Горький подергал ус, мотнул головой, отбрасывая длинные пряди волос, свалившиеся на лоб.

— Наши волгари опередят. Вот увидишь. Не люблю Петербурга.

— Напрасно. Я тебе напомню: здесь работали…

— Знаю — Белинский, Чернышевский, Некрасов, Добролюбов, Салтыков-Щедрин… А ныне — кто? Улицы у вас тут прямые, да люди кривые. За то и не люблю. Много худого народишка. И шпик на шпике, черт бы их всех побрал! Победоносцев — позорище Руси!

— Но есть же иные круги…

— Не спорю — есть. И в питерских мастеровых я верю. В дни стачек показали свою стойкость. И еще покажут, когда грянет гром. Они, а не кто-нибудь другой.

Поссе пожал плечами:

— В тебе, Алексеюшко, заговорил ортодокс.

…Горький не нашел повода отказаться от приглашения на ужин к Михайловскому — в глубине души был по-прежнему благодарен ему за публикацию «Челкаша». Ведь с тех пор открылся для него путь в толстые журналы.

Николай Константинович, небольшой, до нервности живой, в пенсне на черном шнурке, встречал гостей в передней поклонами. Горькому сказал:

— Очень рад, что вспомнили старика. — Придержал руку. — И надеюсь снова видеть вас в журнале.

В гостиной первым навстречу Горькому, узнавая его по волосам и косоворотке, поднялся Петр Филиппович Якубович. Крупное лицо его было бледным — печать, навсегда наложенная тюремными застенками, — глаза с упрямой и беспокойной искоркой, в бороде — ранняя седина. Как революционер восьмидесятых годов, последний из могикан «Народной воли», в свое время приговоренный к смертной казни, замененной восемнадцатью годами каторги, он у многих, даже у новоявленных народников, что опозорили старое знамя, пробуждал к себе всяческое уважение. И Алексей Максимович, не разделяя его политических воззрений, числил Петра Филипповича среди красиво выкованных борьбою душ — Достоевского и Короленко; хотя и получил от него сердитые письма, обрадовался встрече. Якубович ответил взаимностью.

— Вот вы какой! — Крепко пожал руку. — Высокий да сильный!

— А вы думали — хилый? — Горький тоже сжал широкую костистую руку изо всей силы. — Волга-то не зря зовется нашей матушкой!

— Небось двухпудовой гирей крестились? Раз по десять?!

— Нет. По десять раз у нас крестился этакой-то гирей только один Сенька-крючник. Я больше двух раз не мог. А у вас крепкая хватка.

— На силу не обижаюсь — на каторге молотобойцем был. Может, потому и выжил. А гирей креститься — не по моей силе.

— Петр Филиппович, поимейте совесть. — Подошел Пешехонов, народнический публицист. — Позвольте и нам познать силу Алексея Максимовича.

Якубович выпустил руку, но не отходил от Горького ни на шаг, и тот по острым искоркам в глазах догадывался — начнет в разговоре, как в недавних письмах, упрекать: «Напрасно ушли из «Русского богатства». Дескать, «святое место» променяли на «поганый» журнал, именуемый «Жизнью». К счастью, начался общий разговор о «Мертвом доме» Достоевского и «В мире отверженных» Якубовича. «Русские богатеи» хвалили своего собрата. Горький заметил:

— Вот история-то какая: полвека прошло, а у Достоевского-то грамотных да здоровых людей на каторге больше.

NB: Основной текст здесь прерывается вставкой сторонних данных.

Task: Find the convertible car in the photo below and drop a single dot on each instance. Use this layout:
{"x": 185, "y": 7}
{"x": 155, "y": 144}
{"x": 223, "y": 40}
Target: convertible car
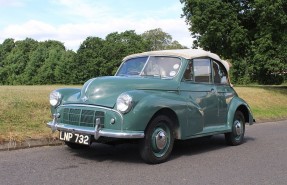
{"x": 153, "y": 99}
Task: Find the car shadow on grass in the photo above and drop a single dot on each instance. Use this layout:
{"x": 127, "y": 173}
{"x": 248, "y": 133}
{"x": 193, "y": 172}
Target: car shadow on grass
{"x": 129, "y": 153}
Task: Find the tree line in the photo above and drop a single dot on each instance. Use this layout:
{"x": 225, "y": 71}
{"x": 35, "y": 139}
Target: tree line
{"x": 251, "y": 34}
{"x": 29, "y": 62}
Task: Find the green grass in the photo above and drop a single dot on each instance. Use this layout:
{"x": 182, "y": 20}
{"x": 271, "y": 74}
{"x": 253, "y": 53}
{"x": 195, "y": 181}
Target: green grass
{"x": 268, "y": 103}
{"x": 25, "y": 110}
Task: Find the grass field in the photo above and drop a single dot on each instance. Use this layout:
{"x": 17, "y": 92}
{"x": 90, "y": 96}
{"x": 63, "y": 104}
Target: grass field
{"x": 24, "y": 110}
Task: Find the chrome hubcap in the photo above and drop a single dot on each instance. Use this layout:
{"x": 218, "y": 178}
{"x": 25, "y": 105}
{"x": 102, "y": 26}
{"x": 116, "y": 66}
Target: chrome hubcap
{"x": 238, "y": 127}
{"x": 161, "y": 139}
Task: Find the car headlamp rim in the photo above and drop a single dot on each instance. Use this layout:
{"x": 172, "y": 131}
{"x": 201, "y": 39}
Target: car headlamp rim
{"x": 55, "y": 98}
{"x": 124, "y": 103}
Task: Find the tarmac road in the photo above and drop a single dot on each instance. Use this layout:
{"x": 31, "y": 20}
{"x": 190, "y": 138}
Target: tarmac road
{"x": 262, "y": 159}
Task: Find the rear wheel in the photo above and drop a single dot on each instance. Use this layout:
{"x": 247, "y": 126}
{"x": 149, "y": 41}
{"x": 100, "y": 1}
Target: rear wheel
{"x": 238, "y": 129}
{"x": 158, "y": 141}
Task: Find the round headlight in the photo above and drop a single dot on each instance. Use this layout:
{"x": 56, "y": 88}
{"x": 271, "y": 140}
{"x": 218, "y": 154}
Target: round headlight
{"x": 124, "y": 103}
{"x": 55, "y": 98}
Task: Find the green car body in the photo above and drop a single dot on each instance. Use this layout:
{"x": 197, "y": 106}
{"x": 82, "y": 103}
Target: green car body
{"x": 152, "y": 107}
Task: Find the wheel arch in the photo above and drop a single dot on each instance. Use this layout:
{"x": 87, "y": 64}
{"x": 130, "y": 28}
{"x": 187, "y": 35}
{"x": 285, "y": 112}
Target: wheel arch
{"x": 237, "y": 104}
{"x": 171, "y": 115}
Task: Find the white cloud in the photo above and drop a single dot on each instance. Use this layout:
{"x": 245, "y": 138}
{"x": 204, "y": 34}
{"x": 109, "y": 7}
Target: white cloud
{"x": 74, "y": 34}
{"x": 89, "y": 18}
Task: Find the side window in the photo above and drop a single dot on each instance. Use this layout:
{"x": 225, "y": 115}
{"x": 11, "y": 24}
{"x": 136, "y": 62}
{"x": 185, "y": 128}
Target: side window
{"x": 202, "y": 70}
{"x": 188, "y": 74}
{"x": 219, "y": 73}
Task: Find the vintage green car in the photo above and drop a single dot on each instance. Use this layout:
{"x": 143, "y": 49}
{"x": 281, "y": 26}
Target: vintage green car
{"x": 154, "y": 99}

— На мою долю выпали отверженные деревней после реформы шестьдесят первого года да испорченные городом ваши, — сверкнул глазами Якубович, — ваши «герои».

— У меня герои не все одинаковые, — возразил Горький. — Да и города на Руси разные. У нас вот, к слову сказать, Сормово…

— Что ваше Сормово?! Кого оно дало революции? Не назовете. Некого. Революцию делают рыцари духа, а не ваши босяки.

— Сормовцы не босяки. И я босяков революционерами не считаю.

— Нет, вы считаете. Я берусь это доказать, — кричал Якубович. — Считаете, и это развращает молодежь. Вы — анархист, вот что!

— Таковым меня, сударь, еще никто не именовал. Не удостаивался подобной чести.

«Богатеи» знали Якубовича как «великого спорщика», а на этот раз даже они удивились его горячности, пытались развести их в разные углы гостиной, но в это время всех пригласили к столу.

И там Якубович снова оказался возле Горького:

— Батюшка Алексей Максимович, вы уж не сердитесь за мою прямоту. Я говорю остро потому, что ценю ваш талант. А сейчас хочу выпить с вами доброго вина.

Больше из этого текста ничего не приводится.